Cyber Currency: The Currency to End All Currencies? …Probably Not

By Benjamin Lasserre



Credit: Saloon

Recently, cybercurrency’s have littered the news headlines of the news ranging from columnist spouting the virtues of these future currencies or as another passing tech fad. However, the realities of cybercurrencies, particularly cryptocrurrencies such as Bitcoin could have a serious affect on cross-border trade, monetary policy, market liquidity, and inflation.

Cybercurrencies by definition have no legal tender status in any jurisdiction. There major appeal being anonymity. There are four major types of cyber currencies, being virtual currency, digital currency, cryptocurrency, and e-currency. I will focus on crytocurrencies as they are by far the most popular and relevant to future trends. A cryptocurrency is not reliant on any central institution and provides anonymity for all users.

Monetary Policy

In their October 2012 report the ECB outlined their concern with the cybercurrency. They stated that since the crypto-currency is decentralized the currency is under no direct regulation of any monetary authority. Meaning the Central Bankers’ current tools will be rendered irrelevant. Open Market operations of buying and selling government bonds to expand the monetary base will lead to no change to the already allotted size of the cybercurrency. These tools would have to change.

Regulators would find success in ensuring that cybercurrencies like Bitcoin aren’t used for speculative investments by regulating the cybercurrencies relative value to the domestic currency. Monetary authorities could hold reserves of Bitcoins and buy and sell them.

Tariff and Taxation Policy

These currencies are traded cross-border through unofficial channels that leave to no traces. ASA risk consultants state the countries should be worried about money laundering, and funding of terrorist or crime organizations to name a few.  With no ability for regulators to track those involved in the transaction or what is being purchased governments will be have no ability to apply tariffs on those transactions. This could lead to massive price shifts in industries that were previously protected by the domestic economy. Even on a domestic level, governments would have any ability to receive revenues from capital gains taxes.


It used to be thought that the only way to ensure that double spending of cyber currencies could only be achieved through a central database; however Bitcoin achieves this through a new and ingenious method. Bitcoin’s safety is that it binds its community together. After a Bitcoin transaction is made and before the deal is posted the settlement must be verified by a third party that must “mine” the Bitcoin in order to ensure that it is indeed a legitimate transaction.

Recently however, we have seen several highly public Bitcoin robberies where the hackers gained control over many accounts and were able to remove the Bitcoins from their proper account into another untraceable account. These sorts of security breaches are of serious concerns going forward.

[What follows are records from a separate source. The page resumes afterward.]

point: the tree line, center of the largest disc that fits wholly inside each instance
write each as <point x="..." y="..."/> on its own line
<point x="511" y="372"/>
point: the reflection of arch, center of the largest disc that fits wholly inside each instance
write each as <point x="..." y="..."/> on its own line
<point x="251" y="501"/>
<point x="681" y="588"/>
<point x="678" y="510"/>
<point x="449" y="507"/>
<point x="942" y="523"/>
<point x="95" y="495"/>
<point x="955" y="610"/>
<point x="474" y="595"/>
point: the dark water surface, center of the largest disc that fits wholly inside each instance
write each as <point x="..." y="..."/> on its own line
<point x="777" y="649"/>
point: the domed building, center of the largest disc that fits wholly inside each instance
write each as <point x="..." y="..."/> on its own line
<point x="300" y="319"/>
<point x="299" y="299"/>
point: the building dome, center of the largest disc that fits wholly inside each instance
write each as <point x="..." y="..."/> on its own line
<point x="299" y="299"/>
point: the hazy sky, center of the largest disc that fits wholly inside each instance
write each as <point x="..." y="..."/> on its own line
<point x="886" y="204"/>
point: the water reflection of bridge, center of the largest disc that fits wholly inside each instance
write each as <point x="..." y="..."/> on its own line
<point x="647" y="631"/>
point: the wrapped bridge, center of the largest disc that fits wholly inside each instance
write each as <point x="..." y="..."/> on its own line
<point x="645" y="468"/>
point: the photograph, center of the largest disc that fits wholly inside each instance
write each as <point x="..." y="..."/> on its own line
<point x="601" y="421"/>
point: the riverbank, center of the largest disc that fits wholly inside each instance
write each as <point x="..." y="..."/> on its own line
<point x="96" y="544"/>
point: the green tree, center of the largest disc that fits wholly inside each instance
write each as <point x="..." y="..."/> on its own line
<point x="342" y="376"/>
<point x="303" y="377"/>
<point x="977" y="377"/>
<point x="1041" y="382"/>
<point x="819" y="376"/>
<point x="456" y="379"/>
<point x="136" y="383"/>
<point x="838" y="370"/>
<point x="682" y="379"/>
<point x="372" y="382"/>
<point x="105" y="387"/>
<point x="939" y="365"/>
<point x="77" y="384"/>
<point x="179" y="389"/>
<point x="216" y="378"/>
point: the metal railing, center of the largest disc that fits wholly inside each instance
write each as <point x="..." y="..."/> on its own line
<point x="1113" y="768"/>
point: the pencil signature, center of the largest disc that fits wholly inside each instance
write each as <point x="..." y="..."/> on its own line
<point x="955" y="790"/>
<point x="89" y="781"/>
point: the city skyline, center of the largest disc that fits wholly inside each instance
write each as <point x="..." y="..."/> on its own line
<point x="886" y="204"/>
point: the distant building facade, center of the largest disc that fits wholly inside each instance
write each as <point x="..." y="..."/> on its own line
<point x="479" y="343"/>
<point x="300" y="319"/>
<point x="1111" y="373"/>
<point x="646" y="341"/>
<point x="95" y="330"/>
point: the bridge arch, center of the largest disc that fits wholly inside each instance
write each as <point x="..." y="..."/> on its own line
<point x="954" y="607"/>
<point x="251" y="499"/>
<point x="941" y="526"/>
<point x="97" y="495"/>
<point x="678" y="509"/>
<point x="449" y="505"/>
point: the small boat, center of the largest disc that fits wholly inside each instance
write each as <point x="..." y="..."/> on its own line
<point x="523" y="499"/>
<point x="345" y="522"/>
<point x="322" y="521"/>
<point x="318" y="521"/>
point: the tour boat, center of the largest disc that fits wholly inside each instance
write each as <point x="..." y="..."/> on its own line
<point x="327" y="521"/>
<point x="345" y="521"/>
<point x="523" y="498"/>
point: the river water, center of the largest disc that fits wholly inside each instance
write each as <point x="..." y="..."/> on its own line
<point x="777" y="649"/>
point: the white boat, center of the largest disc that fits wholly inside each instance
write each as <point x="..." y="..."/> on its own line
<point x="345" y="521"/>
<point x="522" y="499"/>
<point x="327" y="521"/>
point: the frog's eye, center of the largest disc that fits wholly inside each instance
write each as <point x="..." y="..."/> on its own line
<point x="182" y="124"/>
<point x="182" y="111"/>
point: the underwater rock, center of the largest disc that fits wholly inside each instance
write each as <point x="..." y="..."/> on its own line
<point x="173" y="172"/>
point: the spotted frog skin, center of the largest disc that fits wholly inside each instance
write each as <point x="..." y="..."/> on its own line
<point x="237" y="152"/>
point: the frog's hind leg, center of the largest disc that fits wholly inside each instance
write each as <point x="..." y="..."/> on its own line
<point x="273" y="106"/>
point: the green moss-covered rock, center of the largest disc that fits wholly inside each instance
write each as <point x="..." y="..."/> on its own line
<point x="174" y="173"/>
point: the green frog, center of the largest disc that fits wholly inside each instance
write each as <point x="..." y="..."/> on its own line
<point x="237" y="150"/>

Many proponents of Bitcoin say the there is no inflation possible with these currencies as there is an unmovable finite amount.  The growth of Bitcoin occurs when people ‘mine’ or validate the transaction. For their work miners currently get 50 Bitcoins. As a more transactions occur it becomes more difficult to “mine” and coded into Bitcoin is a continuous 50% reduction in the number of Bitcoins given per successful “mine” leading to end in 2040, after which miners will charge a fee for their transaction work.

However, this finite amount does not make Bitcoin safe from inflationary pressures. There is a possible long-term appreciation of the currency if the number of people use it grow faster than the number of coins created.

In the end countries and monetary authorities across the globe will be faced with decisions on how to handle these new currencies. Only time will tell how things will develop for the cybercurrencies.

Works Cited

Birch, David. “Two Sides of The Same Bitcoin: Crytocurrency and the Big Picture.” Finance Monthly (n.d.): 18-22. Print.

“Bitcoin in China: A Dream Dispelled.” The Economist (2014): 72. Print.

““Money from Nothing: The Socioeconomic Implications of ‘Cyber-currencies’”.” ASA Institute for Risk & Innovation (2013): n. pag. Print.

““The Present And Future Impact of Virtual Currency”.” Senate Banking Committee : Subcommittees on Economic Policy and on National Security and International (n.d.): n. pag. Print.

“Virtual Currency Schemes.” European Central Bank (n.d.): n. pag. Print.